Yu Wei Gong, the 26-year-old Waikiki man who allegedly called 911 Tuesday morning and told police he killed his mother a year ago, will be charged with second-degree murder upon his discharge from the hospital, police said.
Bail will be set at $2 million.
Gong was hospitalized after his arrest Tuesday for undisclosed reasons.
Gong reportedly had gotten into a fight with his mother over tuition money for school.
Qui Cadorna, who lives across the hall from Gong, said the building manager told him Wednesday that Gong and his mother had gotten into a fight when he asked her for money to attend school, but she refused to give him any.
Cadorna said the manager learned from police that Gong didn’t mean to kill her, then placed her body in a freezer.
Homicide Lt. Phillip Lavarias of the Honolulu Police Department said they executed a search warrant at the residential building at 414 Launiu St. just after 6 a.m. Wednesday and discovered the remains, which were transported to the Honolulu Medical Examiner’s Office.
The body was not identified Wednesday.
Lavarias declined to disclose where the remains were located within the apartment and whether the woman’s body is that of the Gong’s mother.
Detectives are interviewing witnesses to determine when the victim was last seen.
Police arrested Gong at 7:36 a.m. Tuesday on suspicion of second-degree murder after he called 911 and said he was suicidal and that he killed his mother a year ago.
Gong attended Kapiolani Community College from fall 2011 to spring 2016, the University of Hawaii said. He also had been registered for classes at Honolulu Community College in 2014.
Next-door neighbor Bonnie Greenlaw said she hadn’t seen the woman in apartment 605 for more than a month, and thought the woman was a massage therapist.
Tatsuko Morimoto, president of the Hawaii Massage Academy, said Liu Yun Gong attended her school in 2011, and her son attended in 2012 when he was 21.

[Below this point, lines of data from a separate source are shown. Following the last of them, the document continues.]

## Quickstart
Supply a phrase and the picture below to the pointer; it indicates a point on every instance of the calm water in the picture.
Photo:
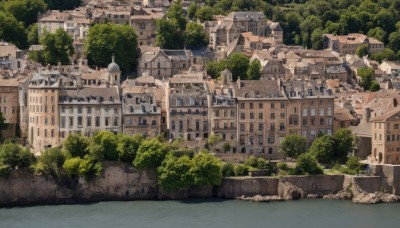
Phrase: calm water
(204, 213)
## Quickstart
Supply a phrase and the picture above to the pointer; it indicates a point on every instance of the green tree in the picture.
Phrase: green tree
(12, 30)
(150, 154)
(3, 126)
(108, 142)
(14, 156)
(254, 71)
(105, 40)
(191, 11)
(323, 149)
(214, 140)
(367, 75)
(174, 173)
(25, 11)
(63, 4)
(362, 51)
(57, 47)
(374, 86)
(206, 170)
(307, 164)
(238, 64)
(343, 144)
(195, 36)
(76, 145)
(294, 145)
(50, 161)
(168, 35)
(228, 169)
(33, 36)
(71, 167)
(128, 146)
(394, 41)
(205, 13)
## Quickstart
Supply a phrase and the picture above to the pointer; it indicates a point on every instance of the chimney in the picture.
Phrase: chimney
(366, 115)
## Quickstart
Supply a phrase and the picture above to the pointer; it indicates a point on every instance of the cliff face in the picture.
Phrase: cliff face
(118, 182)
(122, 182)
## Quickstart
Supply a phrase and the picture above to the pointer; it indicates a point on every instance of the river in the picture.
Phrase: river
(203, 213)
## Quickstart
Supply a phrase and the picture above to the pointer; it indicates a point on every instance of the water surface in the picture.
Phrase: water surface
(204, 213)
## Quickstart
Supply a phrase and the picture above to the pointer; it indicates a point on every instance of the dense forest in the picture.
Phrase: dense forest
(303, 21)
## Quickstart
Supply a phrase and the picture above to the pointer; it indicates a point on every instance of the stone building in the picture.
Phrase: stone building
(9, 104)
(261, 109)
(141, 115)
(224, 116)
(386, 138)
(348, 44)
(310, 108)
(229, 28)
(43, 110)
(188, 108)
(162, 63)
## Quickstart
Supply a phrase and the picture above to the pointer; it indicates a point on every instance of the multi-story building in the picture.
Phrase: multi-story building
(385, 130)
(348, 44)
(224, 115)
(261, 108)
(229, 28)
(188, 108)
(162, 63)
(43, 110)
(310, 108)
(140, 111)
(9, 104)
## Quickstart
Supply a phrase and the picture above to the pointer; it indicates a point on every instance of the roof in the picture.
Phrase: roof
(393, 114)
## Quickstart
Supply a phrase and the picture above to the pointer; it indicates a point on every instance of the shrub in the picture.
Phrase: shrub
(206, 170)
(251, 161)
(241, 170)
(306, 163)
(228, 169)
(174, 173)
(150, 154)
(283, 166)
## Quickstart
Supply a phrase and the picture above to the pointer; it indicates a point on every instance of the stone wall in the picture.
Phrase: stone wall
(122, 182)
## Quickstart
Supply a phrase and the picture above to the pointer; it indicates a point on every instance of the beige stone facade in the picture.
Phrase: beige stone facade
(385, 131)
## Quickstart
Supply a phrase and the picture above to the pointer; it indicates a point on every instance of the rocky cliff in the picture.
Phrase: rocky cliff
(122, 182)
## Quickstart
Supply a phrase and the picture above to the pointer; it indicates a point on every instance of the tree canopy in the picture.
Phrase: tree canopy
(105, 40)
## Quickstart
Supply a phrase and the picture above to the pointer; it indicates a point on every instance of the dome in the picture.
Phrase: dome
(113, 67)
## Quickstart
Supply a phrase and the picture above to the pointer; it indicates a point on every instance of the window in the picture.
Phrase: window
(97, 121)
(89, 121)
(80, 121)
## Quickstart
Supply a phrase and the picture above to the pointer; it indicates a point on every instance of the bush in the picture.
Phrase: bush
(283, 166)
(228, 169)
(174, 173)
(251, 161)
(353, 163)
(50, 162)
(241, 170)
(307, 164)
(90, 167)
(71, 167)
(206, 170)
(150, 154)
(128, 146)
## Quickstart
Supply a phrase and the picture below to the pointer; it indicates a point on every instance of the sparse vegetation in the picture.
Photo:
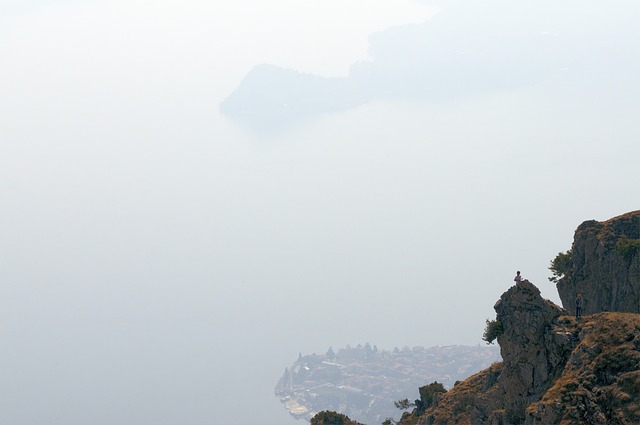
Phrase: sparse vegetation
(560, 266)
(332, 418)
(492, 331)
(404, 404)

“Mother always go after him, ‘Do this. Do that. Live with me,’” Morimoto said.
“Sometimes boy don’t like mother telling him what to do. She always tell him what to do.”
Liu Yun Gong was a licensed massage therapist, and the website for Liu Yun China Massage says she had attended Guangzhou Medical College. She also had operated a massage salon in Duyun, China, before coming to Hawaii, it says.
Adam Cadorna said he and his husband, Qui, initially did not remember the suspect, but later recalled catching the elevator with him a few times.
Adam Cadorna remembers saying hello to him in the elevator and commenting on his shoes. He said hi, and appeared to be a normal guy, “like nothing was happening.”
“No way” said Adam, when asked if he would have suspected his neighbor of killing someone. “I work with people with behavior issues, but I never seen it in him.”